The pressure plate, F, for ascertaining the force of the wind, is one foot square, placed immediately beneath, and at right angles with the vane; it is supported by light bars, running horizontally on friction rollers, and communicating with flattened springs, 1, 2, 3, so that the plate, when affected by the pressure of the wind, acts upon them, and they transfer such action to a copper chain passing down the interior of the direction tube, and over a pulley at the bottom. A light copper wire connects this chain with the spring lever, y y, carrying a pencil which records the pressure upon the paper below. Mr. Osler much prefers a spring to any other means for ascertaining the force of the wind, because it is of the highest importance to have as little matter in motion as possible, otherwise the momentum acquired will cause the pressure plate to give very erroneous indications. The pressure plate is as light as is consistent with strength. It is kept before the wind by the vane, and is urged out by three or more springs, so that with light winds one only is compressed, and two, or more, according to the strength of the wind.

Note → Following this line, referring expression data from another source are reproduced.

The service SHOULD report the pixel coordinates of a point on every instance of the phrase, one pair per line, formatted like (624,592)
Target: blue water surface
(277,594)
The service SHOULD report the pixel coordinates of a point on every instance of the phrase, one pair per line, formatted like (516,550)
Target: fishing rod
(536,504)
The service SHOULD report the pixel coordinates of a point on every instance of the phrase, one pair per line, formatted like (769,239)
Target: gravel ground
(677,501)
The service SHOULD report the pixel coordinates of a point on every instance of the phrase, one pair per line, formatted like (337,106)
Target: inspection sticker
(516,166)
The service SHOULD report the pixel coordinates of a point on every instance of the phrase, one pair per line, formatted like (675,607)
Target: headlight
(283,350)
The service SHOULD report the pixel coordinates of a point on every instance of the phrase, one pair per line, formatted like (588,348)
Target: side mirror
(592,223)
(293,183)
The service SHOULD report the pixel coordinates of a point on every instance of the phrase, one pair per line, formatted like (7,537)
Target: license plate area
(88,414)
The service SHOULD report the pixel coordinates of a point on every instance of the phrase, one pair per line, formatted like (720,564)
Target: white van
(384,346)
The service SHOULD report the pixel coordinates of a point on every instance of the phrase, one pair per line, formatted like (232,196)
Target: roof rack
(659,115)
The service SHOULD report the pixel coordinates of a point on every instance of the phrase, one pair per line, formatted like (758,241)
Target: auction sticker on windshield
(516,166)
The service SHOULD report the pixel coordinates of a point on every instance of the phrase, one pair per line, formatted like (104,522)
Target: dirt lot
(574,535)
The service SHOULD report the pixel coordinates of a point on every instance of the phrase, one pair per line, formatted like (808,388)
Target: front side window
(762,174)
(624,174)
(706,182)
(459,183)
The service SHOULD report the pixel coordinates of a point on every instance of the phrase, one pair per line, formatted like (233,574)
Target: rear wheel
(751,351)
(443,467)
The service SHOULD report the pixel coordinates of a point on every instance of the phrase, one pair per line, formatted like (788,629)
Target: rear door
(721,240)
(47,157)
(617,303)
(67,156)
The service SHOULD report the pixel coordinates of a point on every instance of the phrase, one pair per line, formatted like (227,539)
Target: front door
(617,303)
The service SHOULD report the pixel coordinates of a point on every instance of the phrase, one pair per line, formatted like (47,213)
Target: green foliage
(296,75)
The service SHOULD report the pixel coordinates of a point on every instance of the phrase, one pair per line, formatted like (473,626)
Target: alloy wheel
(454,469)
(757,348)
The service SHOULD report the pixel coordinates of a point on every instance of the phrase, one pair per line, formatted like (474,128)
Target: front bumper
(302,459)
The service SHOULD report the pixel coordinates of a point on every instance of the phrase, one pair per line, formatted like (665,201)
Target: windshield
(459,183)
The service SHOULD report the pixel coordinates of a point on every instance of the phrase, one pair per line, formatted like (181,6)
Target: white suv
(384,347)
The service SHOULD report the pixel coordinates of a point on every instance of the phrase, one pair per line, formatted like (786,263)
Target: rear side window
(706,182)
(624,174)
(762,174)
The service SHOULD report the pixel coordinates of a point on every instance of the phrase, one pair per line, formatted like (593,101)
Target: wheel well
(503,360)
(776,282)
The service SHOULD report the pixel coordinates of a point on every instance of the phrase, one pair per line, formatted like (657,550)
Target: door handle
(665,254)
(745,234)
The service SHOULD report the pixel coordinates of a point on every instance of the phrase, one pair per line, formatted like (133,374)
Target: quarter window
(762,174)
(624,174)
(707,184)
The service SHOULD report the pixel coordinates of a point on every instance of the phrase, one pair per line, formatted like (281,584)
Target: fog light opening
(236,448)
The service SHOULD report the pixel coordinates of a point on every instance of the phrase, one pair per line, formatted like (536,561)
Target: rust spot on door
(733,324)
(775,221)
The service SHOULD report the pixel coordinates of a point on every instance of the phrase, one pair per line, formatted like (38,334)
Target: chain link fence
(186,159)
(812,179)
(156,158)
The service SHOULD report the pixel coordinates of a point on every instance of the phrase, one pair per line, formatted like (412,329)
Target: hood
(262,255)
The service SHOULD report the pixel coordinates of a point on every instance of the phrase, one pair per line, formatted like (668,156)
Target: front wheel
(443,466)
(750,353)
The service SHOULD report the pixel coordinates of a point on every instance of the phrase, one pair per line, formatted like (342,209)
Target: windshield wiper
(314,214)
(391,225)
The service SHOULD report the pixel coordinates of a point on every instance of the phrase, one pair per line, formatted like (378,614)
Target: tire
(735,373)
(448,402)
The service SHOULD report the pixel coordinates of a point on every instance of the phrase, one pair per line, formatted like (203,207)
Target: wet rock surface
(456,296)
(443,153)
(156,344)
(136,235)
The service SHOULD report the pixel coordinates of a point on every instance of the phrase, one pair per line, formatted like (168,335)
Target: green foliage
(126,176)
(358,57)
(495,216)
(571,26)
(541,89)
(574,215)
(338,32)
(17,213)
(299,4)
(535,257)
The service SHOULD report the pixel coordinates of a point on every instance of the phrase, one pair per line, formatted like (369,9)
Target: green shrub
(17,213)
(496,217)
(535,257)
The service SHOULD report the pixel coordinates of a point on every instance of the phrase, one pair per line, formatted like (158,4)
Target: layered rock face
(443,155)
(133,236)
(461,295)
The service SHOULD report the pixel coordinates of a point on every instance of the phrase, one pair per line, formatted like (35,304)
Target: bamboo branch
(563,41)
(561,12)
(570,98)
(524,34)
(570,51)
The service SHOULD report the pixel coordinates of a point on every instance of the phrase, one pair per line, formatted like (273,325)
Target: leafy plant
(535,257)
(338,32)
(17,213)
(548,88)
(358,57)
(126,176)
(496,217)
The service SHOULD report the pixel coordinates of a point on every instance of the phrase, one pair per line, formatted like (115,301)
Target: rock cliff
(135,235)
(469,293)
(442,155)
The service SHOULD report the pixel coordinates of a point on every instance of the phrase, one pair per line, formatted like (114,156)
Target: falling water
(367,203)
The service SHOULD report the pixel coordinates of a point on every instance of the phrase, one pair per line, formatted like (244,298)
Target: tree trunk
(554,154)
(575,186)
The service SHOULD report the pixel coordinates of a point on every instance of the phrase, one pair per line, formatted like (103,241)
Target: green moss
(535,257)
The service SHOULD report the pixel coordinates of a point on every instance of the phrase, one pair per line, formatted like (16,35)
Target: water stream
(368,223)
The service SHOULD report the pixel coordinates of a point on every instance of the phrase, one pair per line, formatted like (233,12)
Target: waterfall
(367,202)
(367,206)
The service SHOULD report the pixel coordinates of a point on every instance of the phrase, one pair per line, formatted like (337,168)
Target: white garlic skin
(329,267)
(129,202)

The pluviometer is placed on the right in the figure, P P being the plane of the roof of the building. The rain funnel, R, exposes an area of about 200 square inches. The water collected in it is conveyed by a tube through the roof of the building into a glass vessel, G, so adjusted and graduated as to indicate a quarter of an inch of rain for every 200 square inches of surface, i. e. 50 cubic inches. G is supported by spiral springs, b b, which are compressed by the accumulating rain. A glass tube, open at both ends, is cemented into the bottom of G, and over it is placed a larger one closed at the top like a bell glass. The smaller tube thus forms the long leg of a syphon, and the larger tube acts as the short leg. The water, having risen to the level of the top of the inner tube, drops over into a little copper tilt, t, in the globe, S, beneath the reservoir. This tilt is divided into two equal partitions by a slip of copper, and placed upon an axis not exactly balanced, but so that one end or the other preponderates. The water then drops into the end of the tilt which happens to be uppermost, and when quite full it falls over, throwing the water into the globe, S, from which it flows away by the waste pipe. In this way an imperfect vacuum is produced in the globe, quite sufficient to produce a draught in the small tube of the syphon, or the long leg; and the whole contents of the reservoir, G, immediately run off, and the spiral springs, b b, elevate the reservoir to its original position. To produce this action, a quarter of an inch of rain must have fallen. The registration is easily understood. A spring lever, z, carrying a pencil, is attached by a cord, c, to S. This spring always keeps the cord tight, so that as the apparatus descends during the fall of rain, the spring advances the pencil more and more from the zero of the scale upon the paper beneath, until a quarter of an inch has fallen, when the pencil is drawn back to zero by the ascent of the reservoir.